Several studies have traced biological markers associated with leukemia back to a prenatal origin by analyzing neonatal blood spots (NBSs) indicating that these markers are early events in leukemogenesis. The fusion gene STIL-TAL1 occurs with a frequency of 11-27% at diagnosis of T-cell acute lymphoblastic leukemia (ALL) in children. The developmental timing of this fusion gene is unknown yet, STIL-TAL1 is exclusively found in T-cell ALL hence could be a key event in development of this type of leukemia.

Response to antileukemic treatment is important for prognosis in leukemia, but also specific molecular cytogenetic markers are important for classification and risk assessment. Mutations in the tumor suppressor gene TP53 are the most common genetic aberrations in cancer and analysis of altered expression of its protein product p53 has shown to have potential as a predicitve marker for adverse outcome in leukemic patients.

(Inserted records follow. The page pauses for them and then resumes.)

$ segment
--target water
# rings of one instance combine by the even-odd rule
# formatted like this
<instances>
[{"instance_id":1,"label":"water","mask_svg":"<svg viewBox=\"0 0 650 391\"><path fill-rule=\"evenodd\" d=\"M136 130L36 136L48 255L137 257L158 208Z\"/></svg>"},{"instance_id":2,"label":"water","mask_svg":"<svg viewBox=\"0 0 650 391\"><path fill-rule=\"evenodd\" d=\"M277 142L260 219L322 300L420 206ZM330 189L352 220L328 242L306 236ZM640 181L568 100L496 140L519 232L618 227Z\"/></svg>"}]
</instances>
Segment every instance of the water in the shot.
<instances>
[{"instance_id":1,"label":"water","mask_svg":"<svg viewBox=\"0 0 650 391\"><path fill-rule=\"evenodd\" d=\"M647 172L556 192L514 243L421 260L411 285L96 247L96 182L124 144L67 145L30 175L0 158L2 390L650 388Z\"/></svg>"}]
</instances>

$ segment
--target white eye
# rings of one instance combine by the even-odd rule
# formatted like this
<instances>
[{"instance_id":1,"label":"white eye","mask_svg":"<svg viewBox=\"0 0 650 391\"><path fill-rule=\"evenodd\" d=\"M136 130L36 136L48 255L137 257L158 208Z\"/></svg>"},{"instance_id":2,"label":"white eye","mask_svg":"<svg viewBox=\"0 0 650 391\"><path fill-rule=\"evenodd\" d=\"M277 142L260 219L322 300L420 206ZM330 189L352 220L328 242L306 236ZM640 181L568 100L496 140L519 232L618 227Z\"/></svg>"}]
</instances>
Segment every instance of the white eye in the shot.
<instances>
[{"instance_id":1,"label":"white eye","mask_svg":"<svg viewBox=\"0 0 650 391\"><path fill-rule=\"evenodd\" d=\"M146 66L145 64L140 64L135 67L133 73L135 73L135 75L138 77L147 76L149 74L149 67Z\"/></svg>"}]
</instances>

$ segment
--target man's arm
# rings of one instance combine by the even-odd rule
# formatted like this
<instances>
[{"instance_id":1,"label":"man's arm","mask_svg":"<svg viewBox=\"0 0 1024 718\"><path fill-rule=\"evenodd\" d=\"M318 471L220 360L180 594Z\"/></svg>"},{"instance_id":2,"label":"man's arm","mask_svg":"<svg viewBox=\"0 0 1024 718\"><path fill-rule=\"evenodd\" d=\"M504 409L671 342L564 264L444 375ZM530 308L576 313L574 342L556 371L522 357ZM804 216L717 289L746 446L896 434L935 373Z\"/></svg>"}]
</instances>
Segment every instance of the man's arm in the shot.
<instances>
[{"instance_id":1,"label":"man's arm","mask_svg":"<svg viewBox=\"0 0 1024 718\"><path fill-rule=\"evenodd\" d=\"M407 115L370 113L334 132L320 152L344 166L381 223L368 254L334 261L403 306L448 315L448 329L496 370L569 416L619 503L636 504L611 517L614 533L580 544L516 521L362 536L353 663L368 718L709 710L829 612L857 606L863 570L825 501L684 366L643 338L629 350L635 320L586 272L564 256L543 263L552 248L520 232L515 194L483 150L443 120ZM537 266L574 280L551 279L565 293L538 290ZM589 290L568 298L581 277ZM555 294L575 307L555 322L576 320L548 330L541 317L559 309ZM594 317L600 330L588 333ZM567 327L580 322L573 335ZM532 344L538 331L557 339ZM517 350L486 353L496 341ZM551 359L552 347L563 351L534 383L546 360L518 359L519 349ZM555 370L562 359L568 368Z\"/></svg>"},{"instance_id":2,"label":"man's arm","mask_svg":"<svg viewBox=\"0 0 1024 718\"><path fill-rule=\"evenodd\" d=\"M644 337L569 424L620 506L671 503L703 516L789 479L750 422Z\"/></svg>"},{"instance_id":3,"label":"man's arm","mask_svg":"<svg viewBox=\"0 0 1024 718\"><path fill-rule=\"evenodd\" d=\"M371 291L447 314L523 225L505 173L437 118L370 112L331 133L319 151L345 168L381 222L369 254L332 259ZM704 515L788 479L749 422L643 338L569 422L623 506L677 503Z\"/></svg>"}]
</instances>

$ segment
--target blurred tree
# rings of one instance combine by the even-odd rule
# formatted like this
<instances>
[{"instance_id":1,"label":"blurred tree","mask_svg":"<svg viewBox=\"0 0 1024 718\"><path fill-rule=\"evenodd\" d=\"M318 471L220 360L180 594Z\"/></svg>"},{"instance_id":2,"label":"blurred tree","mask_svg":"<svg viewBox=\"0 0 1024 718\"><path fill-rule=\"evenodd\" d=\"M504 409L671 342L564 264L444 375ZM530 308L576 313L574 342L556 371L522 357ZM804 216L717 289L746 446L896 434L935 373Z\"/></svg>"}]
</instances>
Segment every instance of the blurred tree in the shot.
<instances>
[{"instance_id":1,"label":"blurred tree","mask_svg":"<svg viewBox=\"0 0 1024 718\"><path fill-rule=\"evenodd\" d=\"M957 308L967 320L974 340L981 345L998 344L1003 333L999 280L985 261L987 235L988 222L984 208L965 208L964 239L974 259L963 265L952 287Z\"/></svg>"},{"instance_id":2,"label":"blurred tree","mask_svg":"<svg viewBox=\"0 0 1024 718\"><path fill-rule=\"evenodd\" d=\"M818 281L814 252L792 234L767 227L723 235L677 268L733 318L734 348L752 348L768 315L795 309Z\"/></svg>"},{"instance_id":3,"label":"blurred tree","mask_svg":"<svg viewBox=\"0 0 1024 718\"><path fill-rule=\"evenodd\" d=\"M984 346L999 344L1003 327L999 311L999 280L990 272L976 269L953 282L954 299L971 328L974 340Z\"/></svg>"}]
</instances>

In scientific paper I, we investigated if the fusion gene STIL-TAL1 is present early in life by analyzing NBSs from 38 patients who developed T-cell ALL in childhood. DNA was extracted from the NBSs and analyzed for the fusion gene STIL-TAL1 by nested polymerase chain reaction and electrophoresis. We could not detect the presence of STIL-TAL1 in any of the 38 neonatal blood spots from pediatric T-cell ALL patients, indicating that STIL-TAL1 most probably is a post-natal event in development of T-cell ALL in children

In scientific paper II, III and IV we investigated if alterations in expression of specific cell cycle regulating proteins can predict relapse after hematopoietic stem cell transplantation (HSCT). Protein expression of p53 were analyzed in 33 patients with rare myeloid malignancies, 34 patients with acute myeloid leukemia (AML) and in 46 patients with B-cell ALL respectively. Protein expression was analyzed by immunohistochemistry (IHC) on tissue micro arrays. In study II, increased expression at diagnosis significantly predicted relapse after HSCT in children with rare myeloid malignancies. In study III, we found a higher p53 expression at three to six months after HSCT in the AML patients that relapsed compared to the group of patients who did not relapse. In study IV we found that an intense expression of p53 protein within three months after HSCT predicted relapse in patients with

In summary, we conclude that aberrant protein expression of p53, analyzed by IHC which is a well-established method available at most hematological laboratories, may have potential as a prognostic marker to predict relapse after HSCT in pediatric leukemia.